Before coming to Dartmouth, O’Leary served as assistant director of the Wabanaki Native American Center at the University of Maine. Prior to that, O’Leary—who is a member of the Bois Forte Band of Ojibwe in Northern Minnesota where for generations his family has harvested wild rice—worked in his home state at the Center of American Indian and Minority Health at the University of Minnesota School of Medicine in Duluth.
O’Leary was chair of the Indians into Medicine advisory board and served as liaison between the UM medical school and 34 reservation communities across four states.
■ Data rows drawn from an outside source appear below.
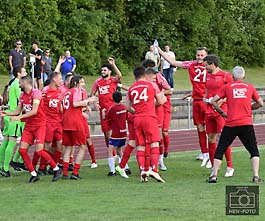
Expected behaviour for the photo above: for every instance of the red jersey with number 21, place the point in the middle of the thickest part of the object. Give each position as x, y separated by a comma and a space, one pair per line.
142, 96
198, 75
72, 116
26, 100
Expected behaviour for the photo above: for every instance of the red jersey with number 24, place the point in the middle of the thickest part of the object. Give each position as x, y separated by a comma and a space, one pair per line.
72, 116
142, 96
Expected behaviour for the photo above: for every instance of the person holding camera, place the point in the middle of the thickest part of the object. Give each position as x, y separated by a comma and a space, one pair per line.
36, 56
238, 121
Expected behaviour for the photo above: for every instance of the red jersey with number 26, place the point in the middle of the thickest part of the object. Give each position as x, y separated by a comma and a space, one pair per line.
142, 96
72, 116
52, 104
198, 75
26, 100
105, 88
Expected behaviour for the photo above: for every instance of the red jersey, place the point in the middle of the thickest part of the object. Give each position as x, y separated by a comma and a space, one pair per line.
239, 96
26, 100
52, 104
163, 84
105, 88
117, 116
197, 73
214, 84
72, 116
142, 96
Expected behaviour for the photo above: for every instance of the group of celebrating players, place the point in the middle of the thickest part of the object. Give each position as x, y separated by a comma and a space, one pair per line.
48, 117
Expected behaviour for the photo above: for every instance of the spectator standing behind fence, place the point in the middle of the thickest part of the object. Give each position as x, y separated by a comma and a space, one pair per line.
153, 55
68, 65
37, 53
46, 62
17, 57
168, 69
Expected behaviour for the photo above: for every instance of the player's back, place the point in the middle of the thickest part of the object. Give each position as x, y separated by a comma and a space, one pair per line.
142, 96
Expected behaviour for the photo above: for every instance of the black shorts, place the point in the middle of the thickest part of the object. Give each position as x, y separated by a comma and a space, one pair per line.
245, 133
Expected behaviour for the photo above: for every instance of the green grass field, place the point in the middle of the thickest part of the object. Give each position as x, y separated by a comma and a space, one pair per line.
255, 76
184, 196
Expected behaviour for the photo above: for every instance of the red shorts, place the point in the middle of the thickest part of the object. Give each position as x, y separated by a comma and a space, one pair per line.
54, 132
160, 115
105, 124
167, 120
33, 133
146, 130
198, 112
214, 124
86, 129
73, 138
131, 128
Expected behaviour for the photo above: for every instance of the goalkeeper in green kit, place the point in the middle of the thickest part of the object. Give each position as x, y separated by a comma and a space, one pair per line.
12, 130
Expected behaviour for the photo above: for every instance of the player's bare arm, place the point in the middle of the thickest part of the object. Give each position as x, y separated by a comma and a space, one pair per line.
171, 60
257, 104
160, 98
115, 68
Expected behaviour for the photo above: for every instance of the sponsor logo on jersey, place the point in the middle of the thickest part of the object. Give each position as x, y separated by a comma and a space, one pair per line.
239, 92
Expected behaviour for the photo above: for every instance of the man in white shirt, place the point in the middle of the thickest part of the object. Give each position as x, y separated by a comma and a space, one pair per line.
168, 69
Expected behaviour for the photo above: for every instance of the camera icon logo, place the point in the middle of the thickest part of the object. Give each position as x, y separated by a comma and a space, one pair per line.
242, 200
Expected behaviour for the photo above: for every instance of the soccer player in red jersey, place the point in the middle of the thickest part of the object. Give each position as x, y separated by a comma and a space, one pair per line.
163, 113
239, 96
117, 116
31, 102
86, 111
141, 102
73, 130
215, 80
52, 96
104, 87
197, 73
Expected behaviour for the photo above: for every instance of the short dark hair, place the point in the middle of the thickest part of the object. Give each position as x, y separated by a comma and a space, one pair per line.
202, 49
53, 75
75, 80
212, 59
68, 75
117, 96
107, 66
149, 71
17, 69
148, 63
138, 72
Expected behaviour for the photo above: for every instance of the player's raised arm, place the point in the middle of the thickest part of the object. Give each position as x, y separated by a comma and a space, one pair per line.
115, 68
171, 60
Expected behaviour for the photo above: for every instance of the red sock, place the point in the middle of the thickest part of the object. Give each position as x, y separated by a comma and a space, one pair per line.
140, 159
76, 169
71, 160
203, 141
212, 149
56, 156
114, 153
126, 155
147, 157
35, 159
91, 151
65, 168
228, 157
47, 157
161, 148
43, 163
154, 158
26, 158
166, 143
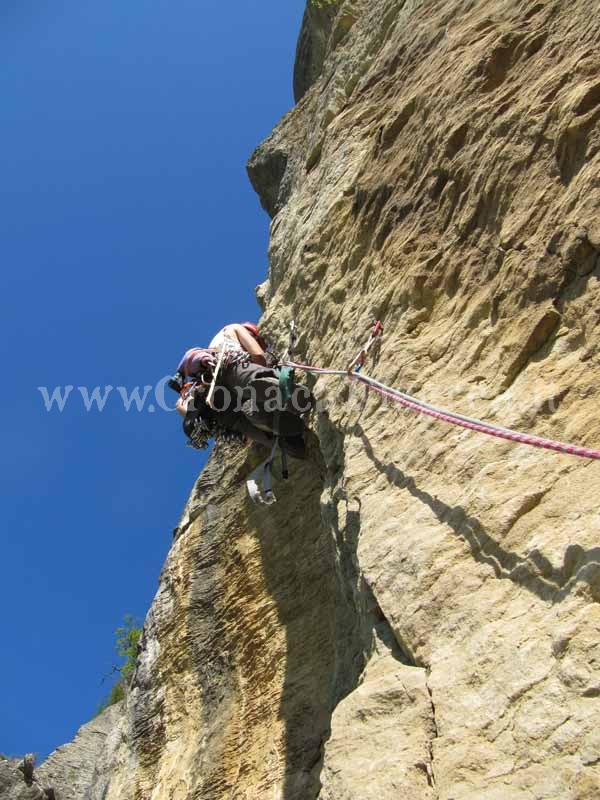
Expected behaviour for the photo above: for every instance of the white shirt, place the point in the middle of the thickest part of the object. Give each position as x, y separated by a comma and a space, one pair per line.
226, 336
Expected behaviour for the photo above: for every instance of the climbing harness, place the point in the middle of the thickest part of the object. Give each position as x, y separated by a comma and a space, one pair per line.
352, 373
216, 371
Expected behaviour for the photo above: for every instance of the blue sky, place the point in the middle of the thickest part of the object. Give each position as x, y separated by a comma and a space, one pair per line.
128, 232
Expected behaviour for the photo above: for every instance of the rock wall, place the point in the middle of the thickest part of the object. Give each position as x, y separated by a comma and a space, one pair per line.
69, 771
419, 612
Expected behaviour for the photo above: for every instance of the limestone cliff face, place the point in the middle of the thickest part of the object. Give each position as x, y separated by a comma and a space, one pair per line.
419, 614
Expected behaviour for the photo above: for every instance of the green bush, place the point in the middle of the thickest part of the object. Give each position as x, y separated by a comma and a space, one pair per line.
126, 645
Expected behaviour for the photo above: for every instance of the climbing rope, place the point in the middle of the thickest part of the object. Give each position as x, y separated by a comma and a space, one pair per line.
451, 417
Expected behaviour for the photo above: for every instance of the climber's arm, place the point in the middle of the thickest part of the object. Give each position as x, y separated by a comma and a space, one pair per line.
250, 345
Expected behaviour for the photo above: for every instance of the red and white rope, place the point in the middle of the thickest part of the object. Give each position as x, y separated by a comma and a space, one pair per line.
452, 417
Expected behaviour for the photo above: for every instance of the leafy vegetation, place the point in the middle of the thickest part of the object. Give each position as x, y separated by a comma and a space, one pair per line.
126, 646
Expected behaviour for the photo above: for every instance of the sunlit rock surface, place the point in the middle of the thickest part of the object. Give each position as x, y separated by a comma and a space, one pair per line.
418, 615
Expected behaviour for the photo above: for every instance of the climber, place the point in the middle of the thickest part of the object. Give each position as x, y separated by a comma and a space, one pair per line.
227, 390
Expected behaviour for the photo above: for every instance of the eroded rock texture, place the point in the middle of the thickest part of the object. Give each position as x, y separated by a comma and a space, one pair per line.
419, 615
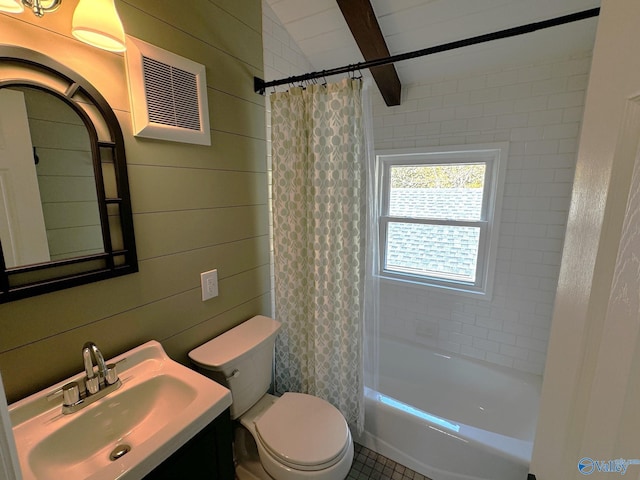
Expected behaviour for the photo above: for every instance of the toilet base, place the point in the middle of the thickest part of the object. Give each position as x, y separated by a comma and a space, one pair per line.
245, 451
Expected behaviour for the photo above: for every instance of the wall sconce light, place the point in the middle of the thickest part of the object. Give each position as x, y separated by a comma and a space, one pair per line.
95, 22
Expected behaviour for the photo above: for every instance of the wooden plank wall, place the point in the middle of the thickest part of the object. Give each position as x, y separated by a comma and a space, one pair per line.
195, 207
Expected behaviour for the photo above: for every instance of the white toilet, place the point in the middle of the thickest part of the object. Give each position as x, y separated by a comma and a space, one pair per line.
293, 437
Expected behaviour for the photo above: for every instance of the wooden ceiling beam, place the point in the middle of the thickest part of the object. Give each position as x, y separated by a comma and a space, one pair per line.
366, 31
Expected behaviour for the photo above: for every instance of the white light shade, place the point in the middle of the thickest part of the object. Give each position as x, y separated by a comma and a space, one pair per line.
97, 23
11, 6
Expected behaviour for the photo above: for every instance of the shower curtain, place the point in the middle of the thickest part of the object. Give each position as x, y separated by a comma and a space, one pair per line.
319, 155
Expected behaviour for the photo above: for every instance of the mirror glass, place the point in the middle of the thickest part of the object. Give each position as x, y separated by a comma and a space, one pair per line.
65, 208
48, 199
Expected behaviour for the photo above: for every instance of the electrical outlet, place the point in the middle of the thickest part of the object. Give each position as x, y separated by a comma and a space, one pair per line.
209, 284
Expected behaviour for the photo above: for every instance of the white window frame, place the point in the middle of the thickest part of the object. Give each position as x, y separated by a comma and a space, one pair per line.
494, 155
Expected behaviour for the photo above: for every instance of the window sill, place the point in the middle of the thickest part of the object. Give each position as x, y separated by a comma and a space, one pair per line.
436, 288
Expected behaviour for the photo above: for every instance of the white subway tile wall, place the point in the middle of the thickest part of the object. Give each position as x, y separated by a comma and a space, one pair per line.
538, 110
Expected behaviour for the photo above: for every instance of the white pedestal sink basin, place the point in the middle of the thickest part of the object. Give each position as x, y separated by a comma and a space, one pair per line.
159, 407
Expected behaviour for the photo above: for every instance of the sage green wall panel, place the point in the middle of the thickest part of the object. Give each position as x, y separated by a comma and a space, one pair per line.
234, 115
158, 278
179, 345
205, 21
171, 188
166, 233
227, 152
24, 368
224, 71
246, 12
180, 236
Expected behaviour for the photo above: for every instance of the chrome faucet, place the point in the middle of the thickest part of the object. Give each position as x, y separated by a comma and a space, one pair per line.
90, 350
78, 394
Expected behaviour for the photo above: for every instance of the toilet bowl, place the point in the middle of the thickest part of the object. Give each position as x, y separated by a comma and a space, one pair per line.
294, 437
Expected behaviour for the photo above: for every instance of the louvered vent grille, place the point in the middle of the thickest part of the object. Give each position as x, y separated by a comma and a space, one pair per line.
172, 95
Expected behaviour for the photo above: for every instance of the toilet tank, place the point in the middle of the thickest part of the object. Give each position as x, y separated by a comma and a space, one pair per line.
240, 359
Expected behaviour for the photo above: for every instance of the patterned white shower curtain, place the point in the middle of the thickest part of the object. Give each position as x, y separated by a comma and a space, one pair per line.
319, 187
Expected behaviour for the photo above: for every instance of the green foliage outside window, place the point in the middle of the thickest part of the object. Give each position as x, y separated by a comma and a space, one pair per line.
438, 176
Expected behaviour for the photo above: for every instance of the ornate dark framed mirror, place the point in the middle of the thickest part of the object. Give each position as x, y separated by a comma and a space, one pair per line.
65, 208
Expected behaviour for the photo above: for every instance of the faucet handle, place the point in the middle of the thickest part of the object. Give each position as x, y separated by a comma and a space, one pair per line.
70, 394
111, 375
92, 384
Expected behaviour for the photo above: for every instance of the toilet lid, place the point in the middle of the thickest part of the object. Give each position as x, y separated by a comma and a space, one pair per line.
303, 431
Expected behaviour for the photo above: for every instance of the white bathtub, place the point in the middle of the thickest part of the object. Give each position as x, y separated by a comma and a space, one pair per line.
451, 418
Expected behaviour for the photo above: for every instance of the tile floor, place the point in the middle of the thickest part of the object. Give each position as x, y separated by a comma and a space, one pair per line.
369, 465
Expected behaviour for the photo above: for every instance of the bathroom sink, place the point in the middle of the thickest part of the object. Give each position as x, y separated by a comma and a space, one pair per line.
159, 407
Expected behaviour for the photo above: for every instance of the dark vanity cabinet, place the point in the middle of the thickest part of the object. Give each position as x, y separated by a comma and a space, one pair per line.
207, 456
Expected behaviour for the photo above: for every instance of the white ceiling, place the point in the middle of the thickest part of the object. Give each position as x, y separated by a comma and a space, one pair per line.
321, 32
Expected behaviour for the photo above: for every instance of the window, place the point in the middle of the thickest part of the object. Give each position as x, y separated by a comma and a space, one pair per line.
439, 215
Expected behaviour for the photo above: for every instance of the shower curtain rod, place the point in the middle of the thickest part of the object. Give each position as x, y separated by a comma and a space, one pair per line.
260, 85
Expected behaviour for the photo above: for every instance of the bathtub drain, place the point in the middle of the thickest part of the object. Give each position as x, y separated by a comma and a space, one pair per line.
119, 451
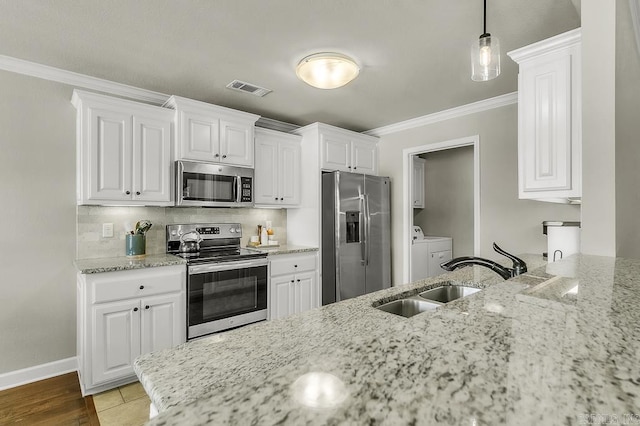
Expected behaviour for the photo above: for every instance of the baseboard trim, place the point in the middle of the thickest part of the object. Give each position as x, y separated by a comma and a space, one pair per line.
16, 378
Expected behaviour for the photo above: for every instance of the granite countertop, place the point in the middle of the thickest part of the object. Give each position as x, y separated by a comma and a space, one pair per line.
284, 249
557, 345
123, 263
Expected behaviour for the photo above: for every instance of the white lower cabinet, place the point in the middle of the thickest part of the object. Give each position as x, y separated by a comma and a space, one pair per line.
294, 284
122, 315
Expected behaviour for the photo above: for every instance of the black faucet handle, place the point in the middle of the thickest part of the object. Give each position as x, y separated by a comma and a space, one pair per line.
519, 266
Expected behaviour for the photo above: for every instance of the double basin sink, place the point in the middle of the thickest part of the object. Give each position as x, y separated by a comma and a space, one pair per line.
427, 300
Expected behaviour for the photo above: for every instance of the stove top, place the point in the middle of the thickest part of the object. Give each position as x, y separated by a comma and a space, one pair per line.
225, 255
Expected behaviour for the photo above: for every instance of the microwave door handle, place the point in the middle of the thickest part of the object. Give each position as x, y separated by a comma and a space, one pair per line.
238, 189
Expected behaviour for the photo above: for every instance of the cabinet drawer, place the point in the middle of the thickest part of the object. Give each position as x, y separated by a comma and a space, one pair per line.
293, 264
110, 286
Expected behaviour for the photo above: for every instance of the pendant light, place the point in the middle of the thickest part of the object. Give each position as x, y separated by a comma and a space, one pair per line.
485, 55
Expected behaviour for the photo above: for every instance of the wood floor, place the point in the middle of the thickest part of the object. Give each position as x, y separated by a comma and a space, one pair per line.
55, 401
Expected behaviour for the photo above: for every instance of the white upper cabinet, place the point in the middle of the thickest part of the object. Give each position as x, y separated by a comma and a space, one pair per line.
550, 119
277, 168
123, 151
348, 151
419, 165
206, 132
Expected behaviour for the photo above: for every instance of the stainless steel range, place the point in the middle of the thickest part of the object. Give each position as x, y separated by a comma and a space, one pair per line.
226, 284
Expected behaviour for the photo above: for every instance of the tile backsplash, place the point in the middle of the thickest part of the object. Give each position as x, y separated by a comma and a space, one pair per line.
89, 220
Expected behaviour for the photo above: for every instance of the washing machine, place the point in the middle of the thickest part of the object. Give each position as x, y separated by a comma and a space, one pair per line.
427, 253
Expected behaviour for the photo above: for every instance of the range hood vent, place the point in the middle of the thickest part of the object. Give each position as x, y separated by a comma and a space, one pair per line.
242, 86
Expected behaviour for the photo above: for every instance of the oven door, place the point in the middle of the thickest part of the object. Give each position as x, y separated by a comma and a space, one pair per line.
225, 295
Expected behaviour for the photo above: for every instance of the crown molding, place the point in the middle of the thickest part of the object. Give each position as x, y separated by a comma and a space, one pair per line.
58, 75
448, 114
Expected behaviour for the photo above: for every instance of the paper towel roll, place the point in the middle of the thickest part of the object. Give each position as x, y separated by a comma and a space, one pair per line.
563, 239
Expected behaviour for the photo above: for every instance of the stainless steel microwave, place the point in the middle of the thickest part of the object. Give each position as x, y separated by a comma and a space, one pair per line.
213, 185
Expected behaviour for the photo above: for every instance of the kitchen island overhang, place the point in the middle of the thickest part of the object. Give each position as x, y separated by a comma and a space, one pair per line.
531, 350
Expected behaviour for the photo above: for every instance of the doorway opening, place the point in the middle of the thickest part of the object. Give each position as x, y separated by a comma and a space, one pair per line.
450, 206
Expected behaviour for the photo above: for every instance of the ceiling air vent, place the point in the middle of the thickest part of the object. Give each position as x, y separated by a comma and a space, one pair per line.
248, 88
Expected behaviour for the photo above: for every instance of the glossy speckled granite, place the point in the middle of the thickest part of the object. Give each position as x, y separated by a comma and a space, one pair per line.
518, 352
110, 264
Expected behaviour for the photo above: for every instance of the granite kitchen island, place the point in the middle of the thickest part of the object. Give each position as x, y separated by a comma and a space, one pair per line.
557, 345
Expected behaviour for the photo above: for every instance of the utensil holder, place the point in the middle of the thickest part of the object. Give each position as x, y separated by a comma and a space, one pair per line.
135, 244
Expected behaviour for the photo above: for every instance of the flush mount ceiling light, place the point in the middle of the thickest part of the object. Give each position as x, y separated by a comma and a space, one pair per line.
485, 55
327, 70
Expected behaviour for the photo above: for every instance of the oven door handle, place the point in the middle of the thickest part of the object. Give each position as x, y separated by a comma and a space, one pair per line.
226, 266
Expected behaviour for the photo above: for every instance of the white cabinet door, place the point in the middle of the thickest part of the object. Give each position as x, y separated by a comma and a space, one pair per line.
116, 340
266, 172
162, 325
109, 171
545, 94
335, 153
550, 119
305, 291
282, 296
236, 143
289, 173
364, 157
199, 136
151, 159
419, 165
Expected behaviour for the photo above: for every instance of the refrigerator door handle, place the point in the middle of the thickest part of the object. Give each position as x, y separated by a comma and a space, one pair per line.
367, 230
362, 230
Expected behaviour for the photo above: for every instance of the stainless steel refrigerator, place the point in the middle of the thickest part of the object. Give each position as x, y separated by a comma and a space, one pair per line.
356, 236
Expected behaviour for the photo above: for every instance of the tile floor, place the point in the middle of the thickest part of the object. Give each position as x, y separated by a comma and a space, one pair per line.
127, 405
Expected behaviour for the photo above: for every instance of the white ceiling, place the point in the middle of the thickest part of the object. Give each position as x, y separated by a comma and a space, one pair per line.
414, 54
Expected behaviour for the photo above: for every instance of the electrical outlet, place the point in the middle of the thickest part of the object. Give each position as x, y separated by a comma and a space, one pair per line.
107, 230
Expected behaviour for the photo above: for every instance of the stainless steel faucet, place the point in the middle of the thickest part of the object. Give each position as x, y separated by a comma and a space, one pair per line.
519, 266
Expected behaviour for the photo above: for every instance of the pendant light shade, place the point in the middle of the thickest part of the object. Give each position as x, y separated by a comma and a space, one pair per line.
485, 55
327, 70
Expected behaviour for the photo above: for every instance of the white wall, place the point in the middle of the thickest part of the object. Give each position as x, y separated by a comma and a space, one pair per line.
598, 128
627, 135
514, 224
37, 189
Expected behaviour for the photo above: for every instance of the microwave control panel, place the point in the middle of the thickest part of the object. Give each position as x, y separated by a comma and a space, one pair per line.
246, 190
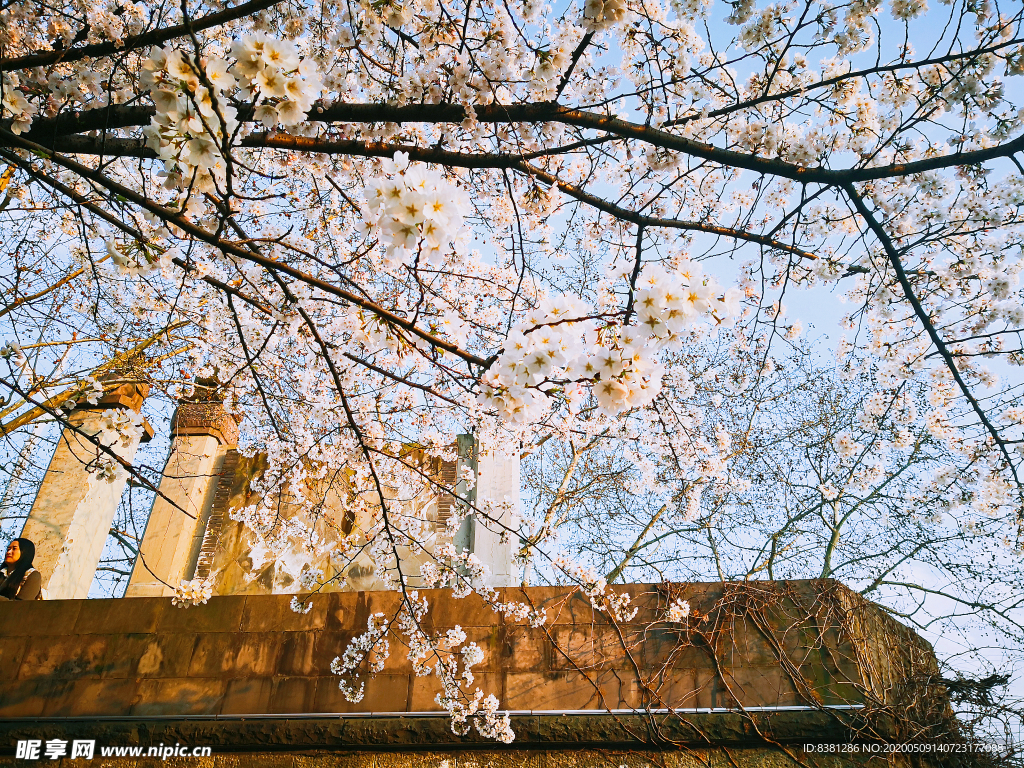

He also worked to promote the educational needs of first-generation American Indian students through the Minnesota Chippewa Tribe’s Education Talent Search Program.
O’Leary’s passions include his family, his work, and hockey—he has coached more than 40 teams at different levels over the years in Minnesota, Maine, New Hampshire, and Canada.
It was through hockey that Leslie Henderson, PhD, dean of faculty affairs and associate dean for diversity and inclusion at Geisel, first got to know O’Leary about a decade ago. “In many ways, his work coaching under some often tough circumstances was a great analogy for the work that Shawn has done for Geisel/Dartmouth and a very broad community that extends outward from us,” says Henderson.
“What I saw in Shawn’s coaching, and what I see in his day-to-day ‘real job’ work, is an amazing ability to advance the lives of those who face the highest obstacles, under circumstances that can be volatile, and yet do so in a way that is at the same time both calming and impassioned—no mean feat,” she says.
Over the past few years, she has gotten to know him even better through the Geisel Diversity Council and the medical school’s work in diversity, inclusion, and community engagement. “These interactions have only solidified my first thoughts: that Shawn would be the very last person on the planet to take credit for any of the many amazing things he has done, and that all of us are infinitely better by the fact that he has selflessly done them,” says Henderson.
True to form, O’Leary is quick to deflect the praise that accompanies this distinguished award. “This isn’t so much about me as it is about the people who’ve come before me, from the original group of students who petitioned to establish this office to our current students who put their heart and soul into our programs and activities,” he says. “To me, this award is a celebration of all we’ve done and continue to do together.”
When asked what he has been most proud of during his tenure at Dartmouth, O’Leary says: “I’ve seen a culture shift to a higher level of inclusiveness and acceptability of differences that has allowed us to diversify our student body—for the past four years, our incoming classes have been comprised of 25 percent minority students, almost twice the national average of all medical schools. That’s been very exciting to see.”
Established by Dartmouth College, the Martin Luther King Jr. Social Justice Awards recognize members of the Dartmouth and Upper Valley community who have contributed significantly to social justice, peace, civil rights, education, public health, or environmental justice.
The awards are co-sponsored by the Martin Luther King Jr. Celebration Committee, the Office of Institutional Diversity and Equity, the William Jewett Tucker Center, the Dartmouth Center for Service, and Geisel’s Office for Diversity, Inclusion and Community Engagement.